At school, where the community children are sore thumbs in their plain garb and long hair, she is drawn toward friendship with Ajita, child of Indian immigrants. The lending of a pencil becomes a tender gesture of friendship. And at home, Ninah tries to make her shadow different, walking across the fields: “I’d study our shapes bruised on the ground and pull myself up taller or fling out my arms to keep from getting confused about which shape belonged to her and which shape belonged to me.” She wants things. She wants to go with the men when they hunt. She wants to be close to James, a boy her age. She knows she’s wrong, and she tries to keep herself in line. She puts pecan shells in her shoes. She clamps clothespins on her stomach and her nipples. She prays God will guide her.

But she’s coming into young womanhood, and she’s terrifically alive, and she dreams of kisses. Nanna isn’t blind to all this. Her idea is to take away the clandestine element of Ninah and James’ friendship. She coaxes Herman to make them “prayer partners,” which means, amazingly, that they have all kinds of time alone, in the woods, in rooms away from the others, all kinds of secret moments to give themselves over to prayer, that most seductive activity.

It’s not that they don’t know what sex would get them. One teenager, Ben, comes home with beer on his breath and spends the night in an open grave! Later, his sin with Corinthian, a pretty girl from town, merits him 40 days and nights in a cellar. Herman, after all, is the sort of preacher who reminds his flock that his own wife was a sinner as a little girl. (She saw her mother kiss a man, not her father, and she didn’t tell.)

But these are kids, and the most furious religion can be bent to the body. Ninah prays, “Help me and James to know your love, to be able to share with each other your love,” and James prays, “Let me be the one to show her your love,” and well, what do you think that means?
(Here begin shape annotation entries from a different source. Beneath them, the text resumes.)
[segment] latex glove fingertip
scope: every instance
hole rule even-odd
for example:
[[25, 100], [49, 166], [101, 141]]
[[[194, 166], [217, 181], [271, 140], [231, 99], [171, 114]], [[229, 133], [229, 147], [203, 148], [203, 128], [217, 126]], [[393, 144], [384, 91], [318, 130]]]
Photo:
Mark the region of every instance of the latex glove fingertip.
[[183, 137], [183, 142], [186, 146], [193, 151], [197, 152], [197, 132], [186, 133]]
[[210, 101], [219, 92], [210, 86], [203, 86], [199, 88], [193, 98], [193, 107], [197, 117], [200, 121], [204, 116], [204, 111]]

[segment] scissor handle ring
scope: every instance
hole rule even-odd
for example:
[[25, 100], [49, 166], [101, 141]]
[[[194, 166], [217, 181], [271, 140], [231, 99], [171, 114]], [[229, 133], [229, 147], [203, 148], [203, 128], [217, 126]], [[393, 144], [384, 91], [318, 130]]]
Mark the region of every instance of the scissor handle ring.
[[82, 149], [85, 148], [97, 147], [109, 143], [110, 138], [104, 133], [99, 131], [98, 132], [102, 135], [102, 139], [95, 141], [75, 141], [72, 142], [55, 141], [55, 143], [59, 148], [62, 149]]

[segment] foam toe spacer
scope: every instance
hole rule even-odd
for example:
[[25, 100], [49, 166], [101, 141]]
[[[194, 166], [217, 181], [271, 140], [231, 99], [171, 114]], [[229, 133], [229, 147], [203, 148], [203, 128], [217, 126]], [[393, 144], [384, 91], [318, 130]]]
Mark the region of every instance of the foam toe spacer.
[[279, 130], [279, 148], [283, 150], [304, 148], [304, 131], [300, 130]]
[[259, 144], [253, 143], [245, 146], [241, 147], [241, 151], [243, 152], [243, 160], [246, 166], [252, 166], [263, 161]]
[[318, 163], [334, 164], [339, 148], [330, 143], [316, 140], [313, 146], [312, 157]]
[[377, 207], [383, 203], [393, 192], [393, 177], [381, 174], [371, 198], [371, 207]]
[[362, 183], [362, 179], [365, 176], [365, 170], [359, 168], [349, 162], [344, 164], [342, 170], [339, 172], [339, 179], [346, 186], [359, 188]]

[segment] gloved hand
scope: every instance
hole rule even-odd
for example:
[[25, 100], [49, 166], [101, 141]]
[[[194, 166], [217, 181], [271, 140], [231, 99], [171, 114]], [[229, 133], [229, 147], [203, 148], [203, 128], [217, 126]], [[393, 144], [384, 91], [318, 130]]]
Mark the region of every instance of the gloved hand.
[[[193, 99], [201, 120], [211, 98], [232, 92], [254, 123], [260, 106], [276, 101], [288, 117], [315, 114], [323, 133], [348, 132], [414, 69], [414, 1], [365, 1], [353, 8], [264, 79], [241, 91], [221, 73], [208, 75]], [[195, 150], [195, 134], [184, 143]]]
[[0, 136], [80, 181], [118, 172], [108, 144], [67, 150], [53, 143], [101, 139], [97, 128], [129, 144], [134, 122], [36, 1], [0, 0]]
It’s like loving Jesus, Ninah says. Jesus, made flesh. Only James knows better, and Ninah does too, deep down, but when she admits she is pregnant, she grasps for Jesus as her excuse. Here, the novel falters some. Ninah’s waffling stretches credibility, as if Reynolds didn’t quite decide what Ninah ought to believe.

Nevertheless, her lie serves the story well enough, as the community reacts with a kind of shunning condemnation. Of course there is Nanna, and there’s a peculiarity about the child, easily interpreted as miraculous. Right away, you can see where the story is headed, but there is a satisfaction in that. It isn’t really necessary for the narrator to tell us what she’s learned, though she does. It isn’t necessary for her to tell us what happens next, and she doesn’t. What matters is, she didn’t bring on the rapture with her sin: The faucets haven’t run red with blood.

Advertisement

Ninah’s narration is better when it observes those around her than it is when she tries to explain herself, but her voice is sure and bright and believable. Sheri Reynolds has written a fresh story. As they say in her church, “Hallelujah.”